As we have been reporting, five cases being argued in March at the Federal Circuit attracted amicus briefs. One of these cases is Lemon Bay Cove LLC v. United States. In it, the Federal Circuit will review a judgment of the Court of Federal Claims, which held that the denial of a wetland permit by the United States Army Corps of Engineers was not a categorical taking or regulatory taking of Lemon Bay’s land. This is our argument preview.

In its opening brief, Lemon Bay argues the trial court “misapplied” precedent by failing to “credit the fact that the Corps denied Lemon Bay’s application with prejudice.” Lemon Bay argues the decision by the Corps removed “the possibility . . . it would ever allow residential development of [Lemon Bay’s] Property.” Furthermore, Lemon Bay argues, the trial court failed to consider “whether the Corps might conceivably approve some lesser impactful development” especially “where the Corps has given no indication that it might approve [Lemon Bay’s] development.” As a result, Lemon Bay contends, it cannot be required to show “less impactful alternatives.” Moreover, according to Lemon Bay, the trial court “ignored” its “substantial efforts to avoid, minimize and mitigate the impacts of its proposed development.” Lemon Bay maintains the trial court did not consider “the undisputed fact that the Corps’ permit denial left the Property and bulkhead and fill rights economically idle.”
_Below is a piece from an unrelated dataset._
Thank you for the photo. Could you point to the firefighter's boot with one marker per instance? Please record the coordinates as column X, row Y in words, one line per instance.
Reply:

The government in its response brief argues precedent relied upon by Lemon Bay “is reserved for those extraordinary cases in which the regulation permanently prohibits all economic beneficial use of the property.” The government maintans that, when it denied Lemon Bay’s “twelve-unit development proposal,” the Court of Federal Claims “did not foreclose any and all development plans or deprive Lemon Bay of all economic use of the parcel, as is required for a categorical taking.” The government goes on to explain that “Lemon Bay failed to demonstrate a reasonable, investment-backed expectation in its proposed development.” Furthermore, the government argues, “Lemon Bay failed to show that the regulatory restrictions in this case, which are tied to natural physical conditions of the property that make it unsuitable for substantial development, are of the ‘character’ of a taking.” In sum, the government contends, “Lemon Bay failed to demonstrate that that the Corps’ permit denial caused it any significant economic impact.”

In its reply brief, Lemon Bay argues the government “cannot fulfill its burden by inferring an improbable, speculative future prospect of obtaining a permit for a smaller fill footprint.” Lemon Bay emphasizes that, “[t]hroughout the permit process, administrative appeal process[,] and this case, the Government has given no indication of what, if any, smaller fill footprint ‘might’ be approved.” Furthermore, Lemon Bay suggests, “the burden of the permit denial was solely and disproportionately placed upon Lemon Bay, forcing it to forego any feasible development of its property.”

An amicus brief was filed by Pacific Legal Foundation in support of Lemon Bay and reversal. Pacific argues a “Transfer of Density Units (TDU)” is a “a new right conferred upon the landowner in exchange for the taking, rather than a reduction of the taking.” Pacific maintains “TDUs should not factor into the Court’s regulatory takings analysis.”

Oral argument will be heard on Tuesday, March 5. We will keep track of this case and report on any developments.